Now consider the ideal $I_{M,B,T}$ in $\mathbb{Z}[\mathcal{Y}]$ generated by the following relations:

  • $\det(\hat A[Z])$ for all $r$-subsets $Z\subseteq E$ that are nonbases of $M$;
  • $\det(\hat A[Z])i_Z – 1$ for all bases $Z$ of $M$;
  •  $a_{xy} – 1$ for all $xy \in T$.

Finally, we set $\mathbb{B}_M = \mathbb{Z}[\mathcal{Y}] / I_{M,B,T}$ and the partial field

$$\mathbb{P}_M = (\mathbb{B}_M, \langle \{-1\}\cup \{ i_{B’} : B’ \text{ basis of } M\}\rangle),$$

where $\langle\cdot\rangle$ denotes “multiplicative group generated by”. Note that this formalism is nothing other than introducing notation for the steps you would already take to produce a representation of a given abstract matroid. We have the following nice properties (which I won’t prove):

Proposition 5. Let $M$ be a matroid and $\mathbb{P}_M$, $\hat A$, etc. as above.

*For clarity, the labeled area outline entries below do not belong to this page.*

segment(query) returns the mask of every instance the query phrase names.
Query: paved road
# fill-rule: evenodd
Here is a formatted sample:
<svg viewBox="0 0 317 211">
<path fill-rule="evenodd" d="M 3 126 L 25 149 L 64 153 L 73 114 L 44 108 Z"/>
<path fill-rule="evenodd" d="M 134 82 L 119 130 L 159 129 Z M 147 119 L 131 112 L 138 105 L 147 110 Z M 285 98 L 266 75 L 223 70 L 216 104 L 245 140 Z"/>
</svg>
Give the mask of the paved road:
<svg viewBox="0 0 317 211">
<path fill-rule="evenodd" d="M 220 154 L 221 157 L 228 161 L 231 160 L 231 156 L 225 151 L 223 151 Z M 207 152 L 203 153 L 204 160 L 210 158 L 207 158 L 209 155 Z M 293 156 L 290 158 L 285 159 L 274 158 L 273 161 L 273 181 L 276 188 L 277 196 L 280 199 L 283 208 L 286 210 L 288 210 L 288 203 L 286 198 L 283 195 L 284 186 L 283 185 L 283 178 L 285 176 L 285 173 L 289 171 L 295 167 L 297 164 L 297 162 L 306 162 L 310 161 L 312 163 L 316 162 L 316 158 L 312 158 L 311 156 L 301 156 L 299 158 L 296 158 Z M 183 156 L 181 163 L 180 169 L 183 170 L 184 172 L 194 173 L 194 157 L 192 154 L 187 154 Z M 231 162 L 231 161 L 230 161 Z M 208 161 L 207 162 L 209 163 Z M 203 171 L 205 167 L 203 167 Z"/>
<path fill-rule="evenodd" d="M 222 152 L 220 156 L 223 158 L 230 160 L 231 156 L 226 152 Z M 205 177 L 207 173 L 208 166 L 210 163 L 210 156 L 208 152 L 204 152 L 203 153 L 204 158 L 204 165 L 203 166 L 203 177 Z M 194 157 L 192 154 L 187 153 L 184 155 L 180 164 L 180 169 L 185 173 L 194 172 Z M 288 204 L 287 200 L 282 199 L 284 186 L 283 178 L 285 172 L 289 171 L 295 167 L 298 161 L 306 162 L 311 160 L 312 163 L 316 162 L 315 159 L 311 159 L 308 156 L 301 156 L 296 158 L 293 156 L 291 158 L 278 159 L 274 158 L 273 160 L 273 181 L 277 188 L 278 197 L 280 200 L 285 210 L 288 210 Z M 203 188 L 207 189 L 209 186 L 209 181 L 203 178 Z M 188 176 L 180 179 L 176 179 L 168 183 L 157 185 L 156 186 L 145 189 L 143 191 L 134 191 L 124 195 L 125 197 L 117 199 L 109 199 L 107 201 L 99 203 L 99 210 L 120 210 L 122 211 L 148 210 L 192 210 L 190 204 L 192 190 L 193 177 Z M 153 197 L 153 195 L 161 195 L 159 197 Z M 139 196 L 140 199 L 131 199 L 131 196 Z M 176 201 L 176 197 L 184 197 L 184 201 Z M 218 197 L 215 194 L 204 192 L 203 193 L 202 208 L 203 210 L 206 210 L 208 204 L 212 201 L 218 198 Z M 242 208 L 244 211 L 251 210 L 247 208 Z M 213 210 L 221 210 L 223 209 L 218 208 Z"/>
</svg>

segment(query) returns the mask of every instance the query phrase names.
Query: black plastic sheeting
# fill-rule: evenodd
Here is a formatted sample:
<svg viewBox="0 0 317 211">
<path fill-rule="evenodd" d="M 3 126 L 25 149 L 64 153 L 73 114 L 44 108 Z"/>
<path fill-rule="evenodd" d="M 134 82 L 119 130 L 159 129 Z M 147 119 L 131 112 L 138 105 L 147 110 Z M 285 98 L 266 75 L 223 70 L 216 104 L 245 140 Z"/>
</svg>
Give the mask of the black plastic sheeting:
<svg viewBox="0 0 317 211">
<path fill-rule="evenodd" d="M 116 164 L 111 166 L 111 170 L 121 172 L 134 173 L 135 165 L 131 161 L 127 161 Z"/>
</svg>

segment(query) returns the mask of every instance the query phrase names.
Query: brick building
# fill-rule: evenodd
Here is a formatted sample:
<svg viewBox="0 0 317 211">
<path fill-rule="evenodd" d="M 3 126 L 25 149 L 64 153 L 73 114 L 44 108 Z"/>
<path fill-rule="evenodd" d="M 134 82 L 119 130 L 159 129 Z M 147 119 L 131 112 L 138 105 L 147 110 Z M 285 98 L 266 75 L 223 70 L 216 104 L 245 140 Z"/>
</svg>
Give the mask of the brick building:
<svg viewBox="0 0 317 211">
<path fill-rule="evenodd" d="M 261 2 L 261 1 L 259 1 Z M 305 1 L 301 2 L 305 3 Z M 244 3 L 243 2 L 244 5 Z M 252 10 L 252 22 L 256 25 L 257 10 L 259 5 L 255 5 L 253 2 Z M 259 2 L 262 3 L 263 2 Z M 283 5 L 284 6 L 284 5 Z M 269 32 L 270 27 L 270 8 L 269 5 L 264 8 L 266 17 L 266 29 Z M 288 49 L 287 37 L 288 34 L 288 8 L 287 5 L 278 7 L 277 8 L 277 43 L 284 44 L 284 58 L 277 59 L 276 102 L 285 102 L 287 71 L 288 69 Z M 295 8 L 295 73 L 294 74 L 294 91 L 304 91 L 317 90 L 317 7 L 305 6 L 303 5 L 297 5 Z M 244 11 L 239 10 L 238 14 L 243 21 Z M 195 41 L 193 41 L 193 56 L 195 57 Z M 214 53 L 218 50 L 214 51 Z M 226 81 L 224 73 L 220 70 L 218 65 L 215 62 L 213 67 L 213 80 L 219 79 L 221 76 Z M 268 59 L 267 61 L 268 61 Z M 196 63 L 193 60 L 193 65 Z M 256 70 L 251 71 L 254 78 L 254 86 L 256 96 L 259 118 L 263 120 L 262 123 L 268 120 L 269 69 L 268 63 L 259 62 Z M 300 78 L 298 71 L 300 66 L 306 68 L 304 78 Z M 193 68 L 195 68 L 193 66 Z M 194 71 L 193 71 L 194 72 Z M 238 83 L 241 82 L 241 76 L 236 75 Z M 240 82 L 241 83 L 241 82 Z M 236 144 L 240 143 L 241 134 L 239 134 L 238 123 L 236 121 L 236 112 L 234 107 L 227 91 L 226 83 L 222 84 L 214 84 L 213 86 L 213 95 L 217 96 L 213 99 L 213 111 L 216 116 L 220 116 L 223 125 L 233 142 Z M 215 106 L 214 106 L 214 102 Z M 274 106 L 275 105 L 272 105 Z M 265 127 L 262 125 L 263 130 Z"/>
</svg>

  1. The partial field $\mathbb{P}_M$ does not depend on the choice of $B$ or $T$.
  2. If $\mathbb{P}_M$ is not the trivial partial field (that is, if $1 \neq 0$), then $M$ is represented over $\mathbb{P}_M$ by the image $A$ of $\hat A$ under the obvious map from $\mathbb{Z}[\mathcal{Y}] \to \mathbb{Z}[\mathcal{Y}] / I_{M,B,T}$.
  3. If $M$ is represented over a (partial) field $\mathbb{P}$ by a matrix $A’$, then there is a partial field homomorphism $\phi:\mathbb{P}_M\to\mathbb{P}$ with $\phi(A) = A’$.

Here a partial field homomorphism $\phi: (R_1, G_1) \to (R_2, G_2)$ is a ring homomorphism $\phi:R_1 \to R_2$ such that $\phi(G_1) \subseteq G_2$. Such homomorphisms preserve matroids, i.e. $M[A] = M[\phi(A)]$ if $A$ is a $\mathbb{P}$-matrix. This third property earns $\mathbb{P}_M$ the name universal partial field: every representation of $M$ can be obtained from it!

Computation: Baines and Vámos and the set of characteristics

The set of characteristics of a matroid is the subset of $\{p: p = 0$ or $p$ is prime $\}$ such that $M$ has a representation over some field of that characteristic. It is known that the set of characteristics can be any finite subset not containing 0, and any infinite subset containing 0 (see [Oxl11, Section 6.8]). In [BV03], Baines and Vámos gave an algorithm to compute the set of characteristics from the ideal $I_{M,B,T}$ defined above. A brief summary is as follows:

  1. Compute a Gröbner basis $G$ over the integers for $I_{M,B,T}$.
  2. If the $G$ contains 1, then $M$ is not representable.
  3. If the $G$ contains a constant $k > 1$, then the prime factors of $k$ are exactly the characteristics over which $M$ is representable.
  4. Otherwise, let $\gamma$ be the least common multiple of the leading coefficients of the polynomials in $G$. Compute the Gröbner basis for the ideal generated by $G \cup \{\gamma\}$, and let $k$ be its constant member. Then $M$ is representable over characteristic 0 and all prime characteristics, except those dividing $\gamma$ but not $k$.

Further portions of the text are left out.